Creating a new Expo app project with Warp
Inside Warp, you navigate to your apps folder using natural language commands like "go to my apps folder." Warp detects your intent and opens the folder automatically.
You then run to scaffold a new Expo project. Warp detects the project type and SDK version, and offers to optimize for the codebase by indexing files and generating helpful markdown for faster command suggestions.
This setup includes Expo Router with tabs and dark mode support out of the box.
Adding Expo MCP for up-to-date SDK documentation
Expo MCP is a tool that provides the latest SDK documentation directly inside Warp. You add the MCP server URL from your Expo account (requires an EAS paid subscription) into Warp's configuration.
Once connected and authenticated, Warp can fetch the newest docs for any Expo module, ensuring your AI agents always have accurate and current information while coding.

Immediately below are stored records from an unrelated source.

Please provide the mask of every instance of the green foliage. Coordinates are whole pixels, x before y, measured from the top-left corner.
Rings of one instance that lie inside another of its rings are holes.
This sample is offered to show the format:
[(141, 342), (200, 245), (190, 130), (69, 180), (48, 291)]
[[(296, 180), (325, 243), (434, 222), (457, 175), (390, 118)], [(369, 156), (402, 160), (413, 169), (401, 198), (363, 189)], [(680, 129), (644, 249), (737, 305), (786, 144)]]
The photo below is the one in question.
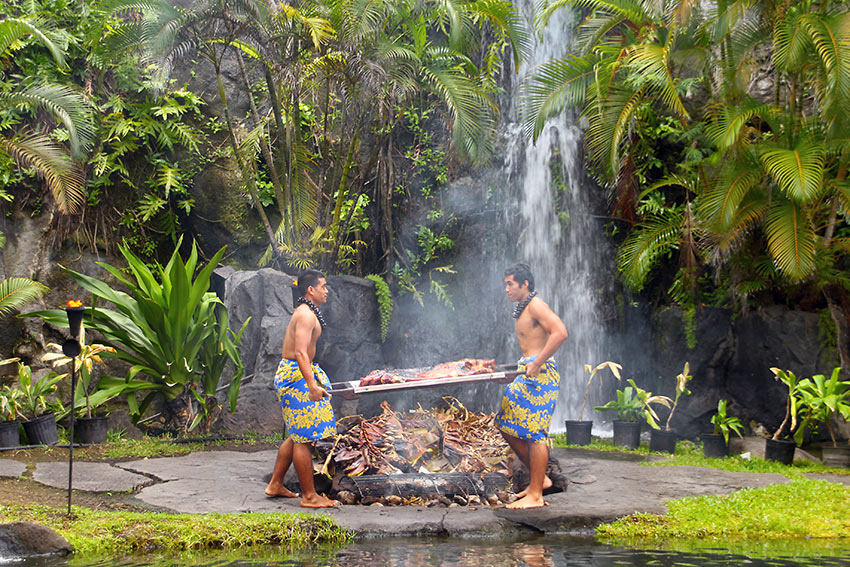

If you don’t have a paid EAS account, you can still copy documentation links manually for Warp to use.
Using Warp to explore and install Expo Camera
With Expo MCP enabled, you ask Warp to "learn expo camera." Warp fetches the latest documentation about the Expo Camera module, including features like flash, zoom, and camera types.
You then open a new Warp tab and run "install expo camera." Warp uses the MCP to install the package and automatically adds necessary plugins and permissions to your app configuration.
This seamless integration means you don’t have to manually search or configure dependencies.
Managing permissions and configuration for camera access
Warp highlights that using the camera requires specific permissions in your app.json or app.config.js. It shows you exactly what permissions to add and lets you insert them directly from the interface.
This step is crucial for the app to access the device camera on iOS and Android.
Navigating and editing the project with Warp's UI and shortcuts
Warp offers a file explorer and powerful keyboard shortcuts like Shift+Cmd+E to open the explorer and Cmd+Backslash to toggle sidebars.
You can quickly open files like package.json, inspect the project structure, and edit code inline. Warp’s clean UI and agentic features help you stay focused and productive.
Benefits of CodeRabbit for automated code reviews and improvements
After every major code change, CodeRabbit reviews your code automatically. It spots issues, suggests improvements, and can apply fixes before you commit.
This feedback loop helps you learn better coding practices and maintain high-quality code without extra effort. It’s like having a mentor baked into your workflow.